4. Reform im Spannungsfeld Politik - Verwaltung - Bürger

Verwaltungsreform läßt sich nicht am grünen Tisch entwerfen und dann von oben dekretieren. Die Versuche, Modernisierungen mit einem großen Masterplan - gestützt auf (allzu teure) externe Gutachten - umzusetzen, sind in aller Regel gescheitert. Auch Reformen der Kommunalverwaltung können nicht von Bürgermeistern verordnet werden, sondern müssen im Zusammenwirken von Kommunalpolitik und Verwaltung mühsam erarbeitet werden.

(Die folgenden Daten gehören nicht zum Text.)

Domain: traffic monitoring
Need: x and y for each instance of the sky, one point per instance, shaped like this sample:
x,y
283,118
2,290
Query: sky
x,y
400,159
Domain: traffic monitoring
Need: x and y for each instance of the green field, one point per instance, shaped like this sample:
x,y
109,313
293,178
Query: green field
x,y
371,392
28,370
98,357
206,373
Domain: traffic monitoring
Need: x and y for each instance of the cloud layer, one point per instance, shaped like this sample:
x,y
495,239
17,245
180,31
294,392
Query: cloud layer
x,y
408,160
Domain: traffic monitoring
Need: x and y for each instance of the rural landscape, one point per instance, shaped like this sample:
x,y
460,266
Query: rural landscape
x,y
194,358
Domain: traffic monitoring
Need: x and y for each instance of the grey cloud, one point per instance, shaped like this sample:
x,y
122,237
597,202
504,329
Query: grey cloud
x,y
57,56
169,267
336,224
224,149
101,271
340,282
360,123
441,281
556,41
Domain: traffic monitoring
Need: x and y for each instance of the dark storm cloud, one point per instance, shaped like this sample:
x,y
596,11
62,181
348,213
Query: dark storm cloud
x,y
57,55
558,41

Ein erfolgsversprechendes Einheitsmodell "Reform 2000" für ost- wie für westdeutsche Städte und Gemeinden gibt es nicht. Vielmehr muß jede Kommune den für sie richtigen Reformweg finden.

Hierbei ist es auch erforderlich, neue Formen der Arbeitsteilung, Kooperation, Kommunikation und Kontrolle im Wechselspiel von Politik und Verwaltung zu entwickeln.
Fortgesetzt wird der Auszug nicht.